1.     Comfort-In-The-Cubicle-Cathy

This type of worker ant is content in her cubicle. The tiny and airless space suits her because it gives her an excuse to ignore the rest of the office. But, she’s territorial: walking into her pod will cause a meltdown of Chernobyl-like proportions.

2.     Floating-Around-Fred

Fred never seems to have a desk, a cubicle, an office or even, if we’re being honest, a home. He prefers to waft around the office. For no apparent reason. He’ll stop by others’ work spaces “just to chat”. No one knows what his actual job is or where he’s supposed to be. And he’ll eat the most cake on someone’s birthday.

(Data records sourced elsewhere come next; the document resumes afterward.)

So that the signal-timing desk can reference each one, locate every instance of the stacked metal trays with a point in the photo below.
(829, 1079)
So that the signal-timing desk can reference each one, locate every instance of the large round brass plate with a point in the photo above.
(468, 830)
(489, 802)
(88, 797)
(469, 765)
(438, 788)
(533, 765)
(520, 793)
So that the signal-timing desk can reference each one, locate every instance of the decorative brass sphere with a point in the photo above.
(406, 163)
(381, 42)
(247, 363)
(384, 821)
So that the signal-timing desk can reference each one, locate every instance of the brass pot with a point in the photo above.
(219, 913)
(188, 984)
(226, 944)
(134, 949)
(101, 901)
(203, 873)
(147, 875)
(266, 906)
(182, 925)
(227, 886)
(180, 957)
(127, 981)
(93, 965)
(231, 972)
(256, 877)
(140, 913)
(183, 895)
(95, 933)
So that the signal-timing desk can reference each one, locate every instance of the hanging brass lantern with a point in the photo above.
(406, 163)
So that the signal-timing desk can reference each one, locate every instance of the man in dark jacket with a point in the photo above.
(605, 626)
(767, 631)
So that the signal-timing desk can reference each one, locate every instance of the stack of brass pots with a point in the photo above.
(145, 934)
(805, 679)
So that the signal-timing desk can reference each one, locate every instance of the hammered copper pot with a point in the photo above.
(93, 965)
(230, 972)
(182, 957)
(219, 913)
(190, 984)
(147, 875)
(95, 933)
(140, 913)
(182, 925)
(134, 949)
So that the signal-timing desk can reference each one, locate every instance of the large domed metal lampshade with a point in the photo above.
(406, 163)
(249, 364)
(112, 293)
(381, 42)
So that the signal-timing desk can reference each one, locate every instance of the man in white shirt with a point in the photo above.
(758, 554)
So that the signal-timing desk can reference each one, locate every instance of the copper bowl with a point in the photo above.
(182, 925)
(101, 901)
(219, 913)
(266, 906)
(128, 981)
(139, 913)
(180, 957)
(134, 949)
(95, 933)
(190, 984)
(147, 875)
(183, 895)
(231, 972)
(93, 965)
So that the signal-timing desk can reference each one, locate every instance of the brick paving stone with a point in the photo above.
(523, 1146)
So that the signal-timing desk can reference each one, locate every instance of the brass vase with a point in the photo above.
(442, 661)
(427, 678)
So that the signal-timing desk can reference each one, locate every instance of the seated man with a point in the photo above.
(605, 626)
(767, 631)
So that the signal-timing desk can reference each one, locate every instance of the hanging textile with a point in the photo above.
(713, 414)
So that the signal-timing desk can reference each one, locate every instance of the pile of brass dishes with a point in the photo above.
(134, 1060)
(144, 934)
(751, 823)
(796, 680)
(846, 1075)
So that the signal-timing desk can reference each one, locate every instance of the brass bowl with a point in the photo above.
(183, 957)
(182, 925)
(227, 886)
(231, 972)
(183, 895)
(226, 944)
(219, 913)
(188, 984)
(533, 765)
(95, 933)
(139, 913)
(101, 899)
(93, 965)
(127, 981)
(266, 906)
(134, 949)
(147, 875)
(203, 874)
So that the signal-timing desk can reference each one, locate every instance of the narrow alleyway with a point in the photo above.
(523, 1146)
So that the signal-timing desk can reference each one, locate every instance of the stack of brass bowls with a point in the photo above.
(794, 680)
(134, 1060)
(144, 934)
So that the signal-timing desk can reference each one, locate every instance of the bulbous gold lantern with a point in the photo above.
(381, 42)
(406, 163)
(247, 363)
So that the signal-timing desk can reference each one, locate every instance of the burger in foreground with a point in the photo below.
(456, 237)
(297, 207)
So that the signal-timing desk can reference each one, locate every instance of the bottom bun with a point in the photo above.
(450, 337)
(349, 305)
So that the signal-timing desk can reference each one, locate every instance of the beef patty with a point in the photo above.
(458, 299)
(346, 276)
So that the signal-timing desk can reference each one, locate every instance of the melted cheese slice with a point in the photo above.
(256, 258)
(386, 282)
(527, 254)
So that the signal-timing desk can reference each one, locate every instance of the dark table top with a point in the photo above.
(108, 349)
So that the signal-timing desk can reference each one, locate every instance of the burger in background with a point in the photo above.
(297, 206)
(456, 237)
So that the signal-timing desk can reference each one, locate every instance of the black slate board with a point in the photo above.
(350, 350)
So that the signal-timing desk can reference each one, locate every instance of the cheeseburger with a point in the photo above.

3.     The-Real-Kevin-Spacey

This guy has no regard for other people’s personal space. He’ll spread his stuff out all over the office, refuse to work in a cubicle and spend most of the workday hanging over the ‘wall’ pestering poor Cathy. He’s likely to wrap his arm around your shoulders while you walk and he’ll stand so close to you that you’ll be able to figure out how to make his signature beef dish. Without a recipe.

4.     Step-Into-My-Office-Stan

Stan is that guy. The one who thinks he’s the boss, but isn’t. Who thinks he’s important, but isn’t. He was given a private office when the company confused the maintenance requests. And now he won’t leave. At least, not without being fired first.

Do these people sound familiar? We’ve all worked with one of them before, and they’re enough to make working at your dining room table feel like a corner office with a view, jacuzzi and Smeg bar fridge. So, before you start feeling lonely in your bunny slippers, remember Fred and how you got pest control in to remove him.